Critics accuse the SFC of systematic human rights abuses, including abductions, torture, and killings of opposition activists throughout the year, not just during elections. The unit denies these allegations, but incidents like the court-martial of an SFC soldier sentenced to death for shooting civilians highlight ongoing issues. In May, the presidency investigated SFC soldiers for torturing a motorbike taxi driver caught in a presidential convoy, and Gen Kainerugaba confirmed detaining an opposition bodyguard, mocking him on social media. The Uganda Law Society condemned these actions as part of a campaign to silence dissent, underscoring a dangerous blend of military and political oppression.

Recent developments include the SFC’s suspected cross-border operation into Kenya to capture opposition figure Kizza Besigye, who faces treason charges, and its official recognition by parliament in June as one of Uganda’s four military services.

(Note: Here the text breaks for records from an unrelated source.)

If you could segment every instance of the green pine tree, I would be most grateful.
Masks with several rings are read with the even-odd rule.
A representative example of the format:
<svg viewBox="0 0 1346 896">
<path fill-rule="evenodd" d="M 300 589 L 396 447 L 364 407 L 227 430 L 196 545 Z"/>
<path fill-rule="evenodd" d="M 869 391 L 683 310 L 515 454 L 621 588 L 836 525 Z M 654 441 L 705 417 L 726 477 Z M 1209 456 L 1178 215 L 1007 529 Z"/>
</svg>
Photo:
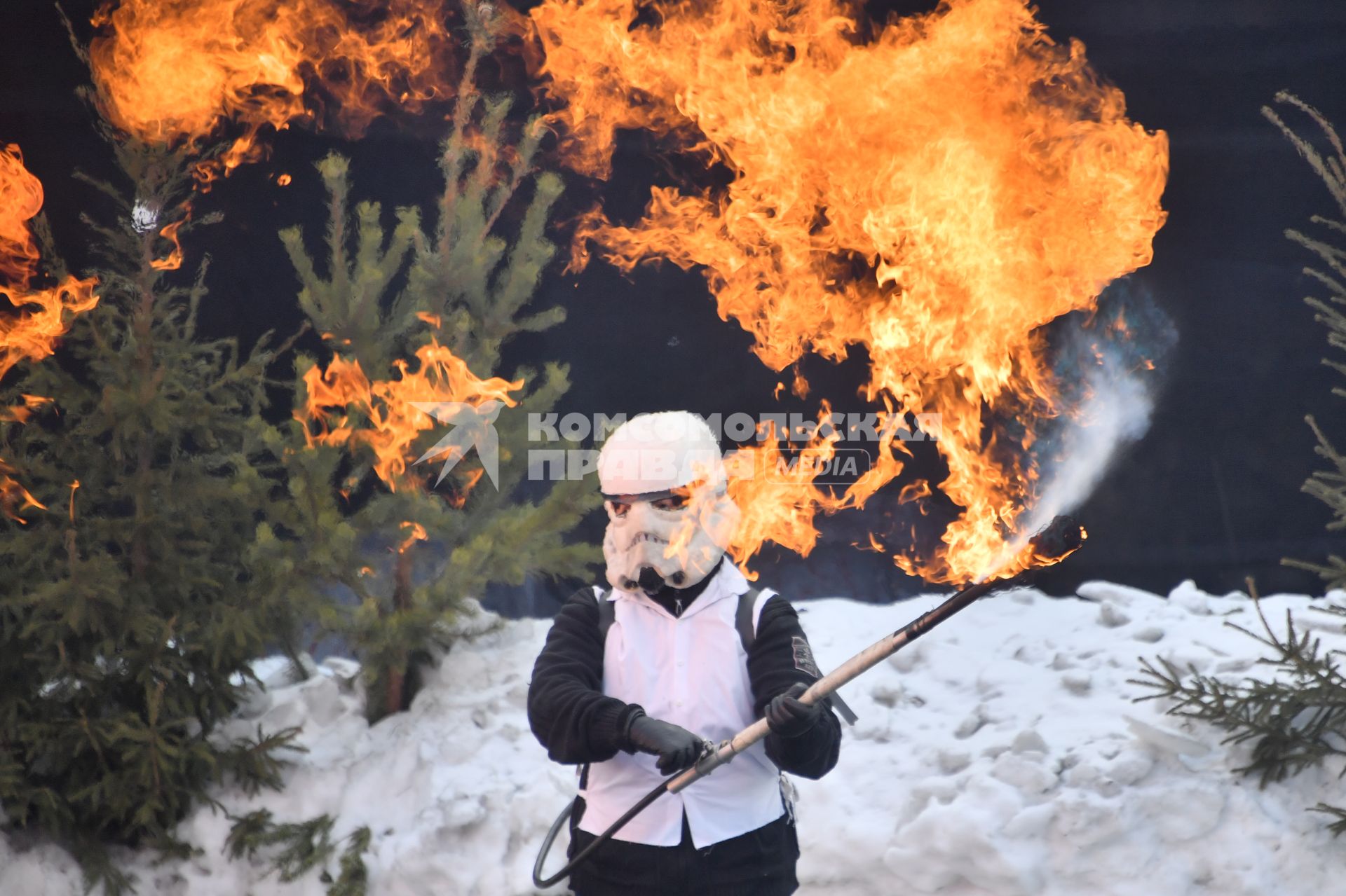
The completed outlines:
<svg viewBox="0 0 1346 896">
<path fill-rule="evenodd" d="M 293 736 L 213 737 L 269 634 L 244 558 L 279 348 L 198 336 L 205 264 L 175 258 L 210 223 L 188 219 L 188 160 L 114 148 L 129 192 L 90 180 L 116 214 L 86 218 L 98 305 L 0 390 L 0 408 L 51 400 L 0 422 L 0 456 L 43 505 L 0 517 L 0 809 L 71 845 L 109 893 L 129 881 L 102 844 L 183 853 L 188 809 L 230 776 L 279 786 Z"/>
<path fill-rule="evenodd" d="M 1263 114 L 1272 121 L 1308 160 L 1310 165 L 1327 184 L 1341 221 L 1315 215 L 1312 222 L 1322 225 L 1338 242 L 1346 234 L 1346 152 L 1337 132 L 1312 106 L 1289 93 L 1280 93 L 1276 101 L 1306 113 L 1323 132 L 1333 155 L 1323 156 L 1291 129 L 1269 106 Z M 1316 312 L 1315 318 L 1327 326 L 1327 342 L 1334 348 L 1346 348 L 1346 316 L 1339 307 L 1346 305 L 1346 249 L 1327 239 L 1308 237 L 1299 230 L 1287 230 L 1285 235 L 1312 252 L 1326 265 L 1326 270 L 1307 268 L 1307 273 L 1329 289 L 1327 300 L 1308 297 L 1304 301 Z M 1346 373 L 1346 363 L 1327 359 L 1323 363 Z M 1335 394 L 1346 397 L 1346 389 L 1337 387 Z M 1346 457 L 1343 457 L 1323 435 L 1318 422 L 1308 417 L 1318 440 L 1316 452 L 1331 464 L 1330 470 L 1318 471 L 1308 478 L 1303 490 L 1314 495 L 1333 511 L 1330 531 L 1346 529 Z M 1303 560 L 1281 561 L 1289 566 L 1318 573 L 1329 588 L 1346 587 L 1346 560 L 1333 554 L 1327 562 Z M 1249 595 L 1257 597 L 1252 580 Z M 1329 608 L 1334 616 L 1346 616 L 1346 609 Z M 1250 744 L 1248 764 L 1238 771 L 1257 775 L 1259 784 L 1284 780 L 1312 766 L 1319 766 L 1330 756 L 1346 756 L 1346 673 L 1341 669 L 1339 654 L 1323 650 L 1320 640 L 1308 631 L 1295 627 L 1289 613 L 1285 615 L 1285 634 L 1277 635 L 1261 615 L 1260 634 L 1244 631 L 1254 638 L 1269 655 L 1260 663 L 1269 674 L 1230 681 L 1224 677 L 1202 675 L 1195 669 L 1179 669 L 1160 659 L 1158 663 L 1141 661 L 1141 677 L 1133 683 L 1151 693 L 1140 700 L 1163 698 L 1168 701 L 1168 713 L 1199 718 L 1228 732 L 1225 743 Z M 1229 623 L 1226 623 L 1229 624 Z M 1236 626 L 1237 628 L 1237 626 Z M 1318 803 L 1315 811 L 1331 815 L 1334 834 L 1346 833 L 1346 810 Z"/>
<path fill-rule="evenodd" d="M 1299 97 L 1289 93 L 1276 94 L 1276 101 L 1307 114 L 1319 126 L 1331 147 L 1330 155 L 1322 155 L 1314 145 L 1291 129 L 1269 106 L 1263 108 L 1267 116 L 1281 133 L 1284 133 L 1299 153 L 1304 156 L 1312 170 L 1322 178 L 1331 194 L 1339 219 L 1314 215 L 1312 223 L 1322 226 L 1326 235 L 1310 237 L 1299 230 L 1287 230 L 1285 237 L 1295 244 L 1308 249 L 1324 268 L 1304 268 L 1304 273 L 1327 288 L 1327 299 L 1308 296 L 1304 301 L 1316 313 L 1314 319 L 1327 327 L 1327 344 L 1333 348 L 1346 348 L 1346 315 L 1341 308 L 1346 307 L 1346 152 L 1342 140 L 1331 124 L 1323 118 L 1322 113 L 1306 104 Z M 1324 358 L 1323 363 L 1346 374 L 1346 363 Z M 1333 394 L 1346 397 L 1346 387 L 1333 389 Z M 1312 416 L 1306 418 L 1314 431 L 1318 445 L 1314 452 L 1329 463 L 1329 470 L 1315 472 L 1304 482 L 1303 491 L 1327 505 L 1333 511 L 1333 521 L 1327 523 L 1329 531 L 1342 531 L 1346 529 L 1346 457 L 1337 451 L 1323 433 L 1318 421 Z M 1329 588 L 1346 588 L 1346 560 L 1338 554 L 1327 557 L 1326 562 L 1311 562 L 1303 560 L 1284 560 L 1288 566 L 1298 566 L 1318 573 Z"/>
<path fill-rule="evenodd" d="M 556 252 L 545 231 L 563 186 L 534 170 L 541 122 L 511 122 L 513 98 L 475 85 L 497 23 L 472 4 L 464 20 L 470 55 L 433 227 L 416 209 L 397 210 L 390 233 L 377 202 L 353 211 L 349 164 L 332 155 L 318 165 L 331 198 L 320 260 L 297 227 L 281 233 L 327 357 L 296 363 L 295 420 L 271 439 L 287 464 L 288 500 L 276 502 L 252 568 L 291 605 L 319 607 L 323 628 L 346 639 L 363 663 L 371 721 L 409 704 L 411 673 L 452 640 L 466 599 L 532 573 L 576 574 L 598 556 L 567 539 L 598 506 L 587 483 L 524 483 L 528 414 L 552 408 L 568 387 L 565 369 L 494 375 L 511 336 L 564 316 L 528 309 Z M 417 401 L 494 408 L 494 482 L 476 452 L 454 453 L 437 484 L 443 455 L 415 463 L 448 431 Z M 376 542 L 389 562 L 365 558 Z M 326 600 L 334 584 L 358 605 Z"/>
</svg>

Opposition MPs argued this legitimizes an illegal entity and called for its disbandment, but analysts say the move merely codifies the SFC’s dominant role in regime security. Dr. Gerald Bareebe, a Uganda-born academic, notes that the SFC’s core function is to guarantee Museveni’s survival by fending off internal and external threats, reinforcing its position as a cornerstone of the president’s grip on power.

Internally, the SFC faces resentment from senior generals in the regular army, who feel sidelined by its rise. Sources report that recruitment is biased towards Museveni’s Banyankore ethnic group and related communities to ensure loyalty, with most commanders hailing from western Uganda. This ethnic favoritism has sparked discontent and fears of factionalism within the military, echoing concerns from other African nations like Sudan, where rival military groups have triggered civil war. A senior army officer, speaking anonymously, cited growing unease over the unit’s opaque recruitment processes.

Analysts warn that a power struggle could erupt between the SFC and the regular army after Museveni’s departure, given their competing loyalties and interests. Opposition MP Ibrahim Ssemujju Nganda expressed fear over the uncertainty in a post-Museveni era, while Dr. Bareebe highlighted the risk of instability or violence without a clear succession plan. However, some observers believe Gen Kainerugaba could bridge the divide and ensure continuity, though this would be seen as undemocratic, underscoring the fragile stability in Uganda where power has historically changed hands through force.

Opposition leaders, such as former pop star Bobi Wine, describe the SFC as a ‘torture squad’ and report frequent targeting and beatings by its officers. Bobi Wine, who is challenging Museveni in next year’s election, has called for the unit’s dissolution, citing its impunity and protection by the Museveni family. Earlier this year, Gen Kainerugaba threatened to behead him in a since-deleted tweet, illustrating the tense political climate and the SFC’s role in suppressing democratic aspirations.

In conclusion, the SFC’s evolution into a powerful, loyalist force highlights the militarization of Uganda’s politics and raises questions about the country’s democratic future. As Museveni seeks re-election and his son positions himself as a successor, the unit’s role in maintaining an iron grip on power could deepen divisions and increase the risk of instability, with the international community and local activists urging accountability and respect for human rights to prevent further escalation.